Thursday, 28 February 2008
According to a new report released today by the Pew Center on the States’ Public Safety Performance Project, for the first time in history more than one in every 100 adults in America are in jail or prison—a fact that significantly impacts state budgets without delivering a clear return on public safety.
At the start of 2008, 2,319,258 adults were held in American prisons or jails, or one in every 99.1 men and women, according to the study. During 2007, the prison population rose by more than 25,000 inmates. In addition to detailing state and regional prison growth rates, Pew’s report identifies how corrections’ spending compares to other state investments, why it has increased, and what some states are doing to limit growth in both prison populations and costs while maintaining public safety.
Oklahoma appears against the national trend showing a decrease of 1.2 percent from a population of 26,243 in 2006 to 25,918 in 2008. Oklahoma incarcerates 919 adults per 100,000 residents. Oklahoma spends 7.8 percent of the state general fund on corrections which is exceeded only by Texas (8.6 percent) in the 16 southern states listed. For every dollar Oklahoma spent on higher education in 2007, it spent 51 cents on corrections.
As prison populations expand, costs to states are on the rise. Last year alone, states spent more than $49 billion on corrections, up from $11 billion 20 years before. However, the national recidivism rate remains virtually unchanged, with about half of released inmates returning to jail or prison within three years. And while violent criminals and other serious offenders account for some of the growth, many inmates are low-level offenders or people who have violated the terms of their probation or parole.
“For all the money spent on corrections today, there hasn’t been a clear and convincing return for public safety,” said Adam Gelb, director of the Public Safety Performance Project. “More and more states are beginning to rethink their reliance on prisons for lower-level offenders and finding strategies that are tough on crime without being so tough on taxpayers.”
According to the report, 36 states and the Federal Bureau of Prisons saw their prison populations increase in 2007. Among the seven states with the largest number of prisoners—those with more than 50,000 inmates—three grew (Ohio, Florida and Georgia), while four (New York, Michigan, Texas and California) saw their populations dip. Texas surpassed California as the nation’s prison leader following a decline in both states’ inmate populations—Texas decreased by 326 inmates and California by 4,068. Ten states, meanwhile, experienced a jump in inmate population growth of 5 percent or greater, a list topped by Kentucky with a surge of 12 percent.

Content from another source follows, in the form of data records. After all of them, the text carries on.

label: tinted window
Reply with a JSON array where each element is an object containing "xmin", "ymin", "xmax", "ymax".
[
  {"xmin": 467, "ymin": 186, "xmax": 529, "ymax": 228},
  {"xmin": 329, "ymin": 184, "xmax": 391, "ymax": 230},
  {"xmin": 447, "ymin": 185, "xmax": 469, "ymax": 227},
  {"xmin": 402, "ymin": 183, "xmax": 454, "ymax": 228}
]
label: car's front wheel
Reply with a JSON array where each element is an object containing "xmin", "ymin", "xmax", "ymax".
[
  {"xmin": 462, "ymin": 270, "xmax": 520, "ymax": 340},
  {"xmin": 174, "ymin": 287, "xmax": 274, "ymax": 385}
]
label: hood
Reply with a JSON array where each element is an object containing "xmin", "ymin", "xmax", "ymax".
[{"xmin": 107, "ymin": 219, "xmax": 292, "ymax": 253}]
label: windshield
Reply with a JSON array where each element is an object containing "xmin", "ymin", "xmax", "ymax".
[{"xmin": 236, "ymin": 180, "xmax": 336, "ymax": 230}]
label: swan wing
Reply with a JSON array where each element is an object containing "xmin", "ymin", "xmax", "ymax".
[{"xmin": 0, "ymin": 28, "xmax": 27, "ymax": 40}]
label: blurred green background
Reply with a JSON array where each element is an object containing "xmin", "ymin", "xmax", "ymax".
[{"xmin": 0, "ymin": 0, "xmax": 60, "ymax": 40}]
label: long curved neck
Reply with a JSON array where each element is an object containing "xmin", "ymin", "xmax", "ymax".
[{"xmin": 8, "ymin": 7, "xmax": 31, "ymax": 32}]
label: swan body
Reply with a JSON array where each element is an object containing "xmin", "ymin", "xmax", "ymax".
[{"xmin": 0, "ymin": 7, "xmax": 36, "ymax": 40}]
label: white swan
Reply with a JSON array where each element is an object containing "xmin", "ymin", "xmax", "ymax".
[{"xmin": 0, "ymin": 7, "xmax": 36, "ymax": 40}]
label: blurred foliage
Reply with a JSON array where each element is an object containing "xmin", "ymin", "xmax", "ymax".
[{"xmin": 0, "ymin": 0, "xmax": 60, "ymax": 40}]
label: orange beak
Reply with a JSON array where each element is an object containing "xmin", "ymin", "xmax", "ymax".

A close examination of the most recent U.S. Department of Justice data (2006) found that while one in 30 men between the ages of 20 and 34 is behind bars, the figure is one in nine for black males in that age group. Men are still roughly 13 times more likely to be incarcerated, but the female population is expanding at a far brisker pace. For black women in their mid- to late-30s, the incarceration rate also has hit the one-in-100 mark. In addition, one in every 53 adults in their 20s is behind bars; the rate for those over 55 is one in 837.
The report points out the necessity of locking up violent and repeat offenders, but notes that prison growth and higher incarceration rates do not reflect a parallel increase in crime, or a corresponding surge in the nation’s population at large. Instead, more people are behind bars principally because of a wave of policy choices that are sending more lawbreakers to prison and, through popular “three-strikes” measures and other sentencing laws, imposing longer prison stays on inmates.
As a result, states’ corrections costs have risen substantially. Twenty years ago, the states collectively spent $10.6 billion of their general funds—their primary discretionary dollars—on corrections. Last year, they spent more than $44 billion in general funds, a 315 percent jump, and more than $49 billion in total funds from all sources. Coupled with tightening state budgets, the greater prison expenditures may force states to make tough choices about where to spend their money. For example, Pew found that over the same 20-year period, inflation-adjusted general fund spending on corrections rose 127 percent while higher education expenditures rose just 21 percent.
“States are paying a high cost for corrections—one that may not be buying them as much in public safety as it should. And spending on prisons may be crowding out investments in other valuable programs that could enhance a state’s economic competitiveness,” said Susan K. Urahn, managing director of the Pew Center on the States. “There are other choices. Some state policy makers are experimenting with a range of community punishments that are as effective as incarceration in protecting public safety and allow states to put the brakes on prison growth.”
According to Pew, some states are attempting to protect public safety and reap corrections savings primarily by holding lower-risk offenders accountable in less-costly settings and using intermediate sanctions for parolees and probationers who violate conditions of their release. These include a mix of community-based programs such as day reporting centers, treatment facilities, electronic monitoring systems and community service—tactics recently adopted in Kansas and Texas. Another common intervention, used in Kansas and Nevada, is making small reductions in prison terms for inmates who complete substance abuse treatment and other programs designed to cut their risk of recidivism.
Pew was assisted in collecting state prison counts by the Association of State Correctional Administrators and the JFA Institute. The report also relies on data published by the U.S. Department of Justice’s Bureau of Justice Statistics, the National Association of State Budget Officers, and the U.S. Census Bureau.